Presiden tidak menjelaskan siapa dan apa yang dimaksud perusahaan yang mendapatkan hak monopoli. Namun, untuk daging sapi, terdapat beberapa pengimpor yang memegang lisensi, antara lain PT Berdikari Indonesia, PD Dharma Jaya, Perum Bulog, PT Perusahaan Perdagangan Indonesia, dan PT Global Pratama Wijaya.

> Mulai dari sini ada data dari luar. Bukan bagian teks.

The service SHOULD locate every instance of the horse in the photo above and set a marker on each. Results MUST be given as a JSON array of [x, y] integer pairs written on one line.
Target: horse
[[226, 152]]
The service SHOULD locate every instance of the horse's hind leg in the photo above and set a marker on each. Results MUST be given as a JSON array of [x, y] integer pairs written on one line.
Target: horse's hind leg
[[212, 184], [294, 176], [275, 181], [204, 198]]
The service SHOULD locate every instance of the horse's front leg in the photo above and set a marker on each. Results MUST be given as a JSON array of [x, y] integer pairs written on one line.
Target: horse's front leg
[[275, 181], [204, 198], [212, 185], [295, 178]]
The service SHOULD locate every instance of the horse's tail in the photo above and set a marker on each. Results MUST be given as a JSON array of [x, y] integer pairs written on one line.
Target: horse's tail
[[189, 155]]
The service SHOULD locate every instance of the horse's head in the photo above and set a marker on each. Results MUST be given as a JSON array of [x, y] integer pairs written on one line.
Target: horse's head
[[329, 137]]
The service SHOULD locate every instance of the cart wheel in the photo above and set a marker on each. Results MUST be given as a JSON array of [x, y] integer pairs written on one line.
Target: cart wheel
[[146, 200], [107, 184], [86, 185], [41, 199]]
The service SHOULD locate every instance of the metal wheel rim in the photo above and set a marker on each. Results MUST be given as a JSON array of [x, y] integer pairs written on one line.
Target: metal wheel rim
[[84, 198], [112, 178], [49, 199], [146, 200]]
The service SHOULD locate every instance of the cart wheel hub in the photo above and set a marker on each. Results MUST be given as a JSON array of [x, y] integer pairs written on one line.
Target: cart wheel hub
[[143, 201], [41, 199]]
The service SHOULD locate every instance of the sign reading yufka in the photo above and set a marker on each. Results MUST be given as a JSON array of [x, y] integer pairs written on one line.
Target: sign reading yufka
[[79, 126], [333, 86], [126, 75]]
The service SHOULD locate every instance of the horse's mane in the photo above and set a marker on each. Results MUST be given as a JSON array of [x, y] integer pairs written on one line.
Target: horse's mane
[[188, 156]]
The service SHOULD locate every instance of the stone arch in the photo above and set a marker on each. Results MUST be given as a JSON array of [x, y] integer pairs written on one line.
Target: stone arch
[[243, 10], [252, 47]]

Dalam konteks perdagangan internasional, kuota menjadi salah satu metode pemerintah membatasi jumlah produk impor dari luar negeri untuk melindungi industri lokal. Kuota sebagai penghalang perdagangan dengan menetapkan jumlah maksimum dari jenis barang tertentu yang boleh diimpor dalam jangka waktu tertentu.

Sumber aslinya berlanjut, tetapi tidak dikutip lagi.